December 14,2005

Senate Sends Stern Medicaid Message to Reconciliation Spending Bill Conferees

Senators vote 75-16 to instruct conferees to protect Medicaid beneficiaries, reject House-passed plans to raise co-payments and cut benefits


(Washington, DC) – The United States Senate today overwhelmingly reaffirmed its position that Medicaid beneficiaries should not be subjected to higher co-payments or see their benefits slashed by budget reconciliation legislation currently under consideration by the Congress. Senators voted 75-16 in favor of a motion by U.S. Senator Max Baucus (D-Mont.), Ranking Member of the Senate Finance Committee, to warn spending bill conferees not to produce a final report that robs low-income Americans of their health care. A bipartisan Senate version of the spending cuts legislation found savings in both Medicare and Medicaid, in part by curbing government overpayments to providers of health care. The House legislation cut costs largely on the backs of Medicaid recipients, increasing co-payments for health care and changing rules on what services beneficiaries may receive. Conferees are expected to be appointed this week to create a final, single version of the bill.
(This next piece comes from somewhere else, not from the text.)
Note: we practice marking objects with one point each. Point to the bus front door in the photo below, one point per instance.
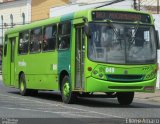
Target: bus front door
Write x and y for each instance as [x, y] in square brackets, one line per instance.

“The Senate’s message is simple: our position on Medicaid must prevail in the spending bill conference,” said Baucus. “Senators of both parties worked to find savings without punishing Americans who need Medicaid. The House co-payments and benefit cuts would deprive millions of those Americans – including a lot of children – of any health coverage at all. Today the Senate said again, that’s the wrong way to achieve savings. Driving beneficiaries off the Medicaid rolls will just drive up health costs for all Americans. ”

Medicaid serves more than 50 million low-income Americans, including many children, seniors, and disabled citizens. In estimating $11 billion in Medicaid savings from the House provisions, the Congressional Budget Office says most savings would occur because Medicaid recipients would get fewer health services and because some would be dropped from coverage.

Baucus has advocated for Medicaid policy reform that focuses on sustaining Medicaid for future generations. He remains concerned about Medicaid's future, and is willing to find cost savings. But he says the neediest populations must not bear the burden of budget cuts in a final reconciliation bill.

“Nothing’s going to change our responsibility to Medicaid recipients. Senators who voted to protect beneficiaries today should stick to their guns if the conference report ignores this instruction,” said Baucus.